One of the things that new FPGA students struggle with is the fact that everything in digital logic takes place in parallel.

Many of these students come from a computer science background. They understand how an algorithm works, and how one thing must take place after another in a specific sequence. They tend to struggle, though, with the idea that every step in an algorithm occupies a piece of digital logic that will act on every clock tick–whether used or not.

One solution to sequencing operations is to create a giant state machine. The reality, though, is that an FPGA tends to create all the logic for every state at once, and then only select the correct answer at the end of each clock tick. In this fashion, a state machine can be very much like the simple ALU we’ve discussed.
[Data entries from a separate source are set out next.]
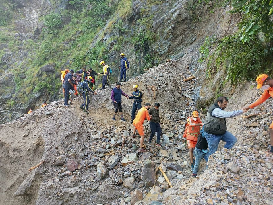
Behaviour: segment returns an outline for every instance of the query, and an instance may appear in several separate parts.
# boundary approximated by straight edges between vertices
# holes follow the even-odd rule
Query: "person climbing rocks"
[[[110,87],[110,84],[109,83],[109,78],[110,76],[110,68],[103,61],[102,61],[100,62],[100,64],[103,66],[102,68],[102,72],[98,73],[98,75],[103,74],[103,77],[102,77],[102,86],[101,89],[102,90],[105,89],[106,84],[107,84],[108,87]]]
[[[86,72],[86,67],[84,67],[82,69],[76,72],[76,74],[78,76],[81,77],[82,79],[81,81],[83,80],[83,81],[85,80],[86,79],[86,77],[87,77],[87,74]]]
[[[92,68],[89,69],[89,74],[88,75],[88,76],[89,75],[92,77],[91,87],[91,89],[92,90],[93,89],[93,86],[95,85],[95,83],[96,83],[96,80],[95,79],[95,75],[98,75],[98,74],[95,71],[93,70]]]
[[[120,89],[120,86],[121,84],[119,82],[117,82],[116,83],[116,86],[112,90],[111,92],[111,99],[113,101],[115,108],[114,116],[112,119],[115,121],[116,121],[116,115],[117,111],[119,111],[119,114],[121,118],[121,120],[123,122],[126,122],[126,120],[123,117],[122,114],[122,106],[121,105],[121,95],[125,96],[127,98],[129,98],[129,96],[127,94],[125,93]]]
[[[74,71],[70,70],[69,73],[65,75],[64,80],[63,87],[65,89],[65,106],[70,107],[68,104],[68,99],[69,98],[69,92],[71,89],[74,89],[74,85],[72,83],[72,77],[74,74]]]
[[[150,120],[150,128],[151,128],[151,134],[150,137],[148,140],[148,142],[152,144],[152,140],[154,136],[156,134],[156,131],[157,133],[156,137],[156,146],[159,147],[163,147],[160,144],[160,137],[161,136],[161,128],[160,127],[161,123],[160,118],[159,117],[159,103],[156,102],[154,107],[149,110],[149,114],[152,116],[152,118]]]
[[[63,87],[63,81],[67,73],[69,73],[69,69],[66,69],[64,71],[61,71],[62,74],[61,75],[61,80],[62,81],[62,88],[63,88],[63,98],[65,98],[65,89]]]
[[[230,112],[224,111],[228,102],[227,97],[220,96],[208,110],[204,130],[208,145],[209,155],[217,150],[220,140],[226,142],[224,147],[229,149],[232,148],[237,142],[236,137],[227,131],[226,119],[238,116],[247,110],[244,109]]]
[[[88,95],[88,93],[90,92],[93,93],[94,95],[97,95],[97,92],[95,91],[94,91],[90,88],[88,83],[88,81],[91,81],[92,79],[92,77],[91,76],[87,76],[86,77],[86,80],[84,81],[83,83],[83,93],[82,93],[82,97],[83,97],[83,99],[84,100],[84,102],[83,104],[82,104],[80,106],[80,108],[83,111],[87,113],[89,113],[87,111],[88,109],[88,106],[89,105],[89,103],[90,102],[90,101],[89,99],[89,96]]]
[[[42,104],[42,105],[41,106],[41,108],[43,108],[46,106],[47,105],[47,104],[46,104],[46,102],[45,101]]]
[[[77,78],[77,75],[74,74],[72,77],[72,80],[71,82],[72,84],[73,84],[73,88],[71,88],[69,90],[69,92],[70,93],[70,97],[69,99],[69,101],[68,102],[68,104],[70,105],[72,103],[72,101],[74,99],[74,97],[75,97],[75,93],[76,91],[77,90],[77,85],[78,84],[76,81],[76,79]],[[76,90],[75,90],[75,87],[76,87]]]
[[[151,115],[149,114],[148,110],[151,107],[151,104],[148,102],[145,103],[144,106],[138,110],[136,116],[133,121],[134,129],[133,130],[133,135],[132,137],[135,138],[136,136],[136,131],[137,130],[138,134],[140,135],[140,147],[138,150],[139,152],[146,152],[147,151],[143,148],[143,143],[144,142],[145,134],[144,133],[144,128],[143,127],[143,124],[146,118],[147,120],[149,121]]]
[[[119,81],[122,82],[122,79],[124,76],[124,82],[125,82],[127,75],[127,69],[129,68],[129,61],[127,58],[124,56],[124,54],[123,53],[119,54],[119,57],[120,57],[120,65],[119,67],[119,69],[120,70]]]
[[[138,89],[137,85],[133,85],[133,90],[134,91],[131,94],[129,95],[130,99],[134,99],[133,103],[133,107],[132,108],[132,114],[131,115],[131,123],[133,123],[133,120],[135,119],[135,114],[137,110],[139,110],[142,107],[142,93]]]
[[[183,137],[186,137],[189,148],[190,159],[191,163],[191,171],[193,170],[195,158],[193,156],[193,149],[197,142],[198,135],[200,132],[200,126],[203,123],[199,118],[199,113],[196,110],[192,113],[191,116],[188,117]]]
[[[270,96],[273,97],[273,79],[266,74],[262,74],[257,77],[256,82],[257,84],[257,89],[262,88],[264,90],[264,92],[259,98],[248,106],[243,107],[243,109],[248,110],[253,109],[265,101]],[[273,122],[270,125],[268,129],[270,135],[270,146],[269,152],[273,153]]]
[[[198,135],[197,142],[195,144],[194,149],[194,156],[195,157],[195,162],[193,170],[193,177],[196,177],[197,173],[199,169],[199,165],[202,158],[206,161],[206,163],[208,160],[208,142],[204,134],[204,127],[200,131]]]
On the other hand, if the FPGA is going to implement all of the logic for the operation anyway, why not arrange each of those operations into a sequence, where each stage does something useful? This approach rearranges the algorithm into a pipeline. Pipelining tends to be faster than the state machine approach for accomplishing the same algorithm, and it can even be more resource efficient, although it isn’t necessarily so.

The difficult part of a digital logic pipeline is that the pipeline runs and produces outputs even when the inputs to the pipeline are not (yet) valid.

So, let’s discuss several different strategies for handling the signaling associated with pipeline logic. In general, there’s no one size fits all strategy. The strategy you pick will depend upon the needs of your algorithm, and its data source (input) and destination (output).

We’ll work our way through several different strategies from the simplest to most complex.

## The global valid signal for sampled data

The first strategy for handling pipelining that we’ll discuss is to use a global valid signal. At each stage, the data coming into the pipeline is valid when the global valid signal is true. Likewise, each stage may take no more clocks to finish then there are between valid signals. I like to use the `CE` or “clock enable” signal to represent this valid logic. Hence, Fig 1 shows a block diagram of this sort communication.

The basic rules are this:

1. There is a global `CE` line, synchronous with the clock. This line is true anytime new data is ready.

2. Logic is allowed to transition only when this `CE` line is true

This leads to a trace diagram similar to Fig 2 below.

The neat thing about this approach is that there’s no real pipelining logic required per se. Each stage just waits for the global valid signal to be true, and then applies its logic.

You may find very quickly, though, that this approach doesn’t handle all pipelining needs. However, while it doesn’t handle all pipelining needs, it does handle the needs of a crucial problem set: signal processing.

In a typical signal processing application, data either comes into an FPGA from an analog to digital (A/D) converter, or it goes out of the FPGA to a digital to analog (D/A) converter, or perhaps it does both. The sample rate defines when the `CE` signal needs to be high, and any transient states are flushed through the system. The digital logic engineer’s job is to manipulate the samples along the way.

Because the data moves through the FPGA at a fixed rate, and because it never suddenly changes speeds, the global valid signal works quite well for it.

Applications include digital filtering, digital phase lock loops, numerically controlled oscillators, and more. Indeed, anything that works at a fixed data rate is usually a good candidate for this method of pipelining.

Why, even our resamplers have worked off of the concept of a global valid signal, they’ve just had to deal with two different valid signals: one that holds for one clock per input sample, and another that holds for one clock for every output sample. [1] [2]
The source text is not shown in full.